1) $$\displaystyle \sum\limits_{n=1}^{\infty }{\frac{{{n}^{3}}}{{{e}^{n}}}}$$

2) $$\displaystyle \sum\limits_{n=1}^{\infty }{\frac{-1}{2\left( n+1 \right)}+\frac{2}{\left( n+2 \right)}-\frac{3}{n\left( n+3 \right)}}$$

## The Attempt at a Solution

I've proved that both series converge. In fact the second series was given like this:
$$\displaystyle \sum\limits_{n=1}^{\infty }{\frac{n}{\left( n+1 \right)\left( n+2 \right)\left( n+3 \right)}}$$
I just simplified to calculate the sum. Anyway, I don't know how to do that. I don't know when I am able to split the series into sum of series because I know that it cannot be done sometimes but sometimes it can.

Thanks

for
$\sum\limits_{n=1}^{\infty}\frac{n}{(n+1)(n+2)(n+3)}$
I get when expanded
$\sum\limits_{n=1}^{\infty}\frac{n}{(n+1)(n+2)(n+3)}=\sum\limits_{n=1}^{\infty}-\frac{1}{2}(\frac{1}{n+1})+2(\frac{1}{n+2})-\frac{3}{2}(\frac{1}{n+3})=\sum\limits_{n=1}^{ \infty} \frac{1}{2}(\frac{1}{n+2}-\frac{1}{n+1})+\frac{3}{2}(\frac{1}{n+2}-\frac{1}{n+3})$
any ideas what to do with that?

Yeah, it's a telescopic. It was really simple.

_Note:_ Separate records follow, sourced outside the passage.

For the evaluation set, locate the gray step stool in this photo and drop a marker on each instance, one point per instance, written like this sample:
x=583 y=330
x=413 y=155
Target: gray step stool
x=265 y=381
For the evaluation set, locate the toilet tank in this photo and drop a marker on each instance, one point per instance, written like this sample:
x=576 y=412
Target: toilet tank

Didn't realize.

And for the first, any idea?

Thanks!

BTW Do you know in which cases it's possible to separate the series into sum of series?

for telescoping... when you see things like n/(n+k)!, or 1/(n+1)(n+2).. style
it's just an intuitive feeling you'll learn.

for the first.. I have a method, but it's not pretty,
are you familiar with power series?

for x<1
$f(x)=\sum\limits_{n=1}^{\infty}x^{n}=\frac{1}{1-x}$
then $f'(x)=\sum\limits_{n=1}^{\infty}nx^{n-1}$
implies $xf'(x)=\sum\limits_{n=1}^{\infty}nx^{n}$
so $x\frac{d}{dx}(xf'(x))=\sum\limits_{n=1}^{\infty}n^2x^{n}$
and finally $g(x)=x\frac{d}{dx}(x\frac{d}{dx}(xf'(x)))=\sum \limits_{n=1}^{ \infty}n^3x^{n}$

using f(x)=1/(1-x)... , find g(x), and plug in 1/e

Wow, that's pretty tough, THANK YOUU!!!